Il vincitore assoluto (ad oggi) di questa fase politica post-elezioni del 26 maggio è il premier Conte. A testimoniarlo sono tre fatti certi e tra loro collegati, che vale la pena esporre subito prima di guardare alle conseguenze. Innanzitutto c’è la chiusura della procedura d’infrazione, che Bruxelles teneva come spada di Damocle sull’Italia (con scarsa evidenza tecnica) per provare a condizionarne le esuberanze politiche.
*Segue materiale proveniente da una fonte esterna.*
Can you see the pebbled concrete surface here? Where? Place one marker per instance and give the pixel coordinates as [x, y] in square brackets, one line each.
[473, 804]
Ebbene il premier è riuscito a liberare il suo governo da quell’insidioso vincolo esterno, guadagnando così un grado di libertà che tornerà assai utile (vedasi alla voce spread).

Poi c’è l’elezione di Ursula Von der Leyen a presidente della Commissione Ue, avvenuta con il voto determinate dei 14 parlamentari europei del M5S e con il voto contrario dei leghisti. Qui si è consumata una frattura nella maggioranza di governo, ma proprio questa frattura finisce per esaltare il ruolo di Conte, certamente tra gli ispiratori del comportamento della pattuglia guidata a Strasburgo da Fabio Massimo Castaldo. Infine c’è il pasticcio russo, che mette (per la prima volta) in difficoltà Matteo Salvini. Le conseguenze di più ampio respiro le vedremo col passare del tempo, ma un primo dato è già evidente: l’effetto valanga dopo il poderoso risultato della Lega alle Europee non c’è e non ci sarà, poiché (come si evince chiaramente dalle interviste di oggi del ministro dell’Interno) le elezioni politiche non sono materia di questo 2019.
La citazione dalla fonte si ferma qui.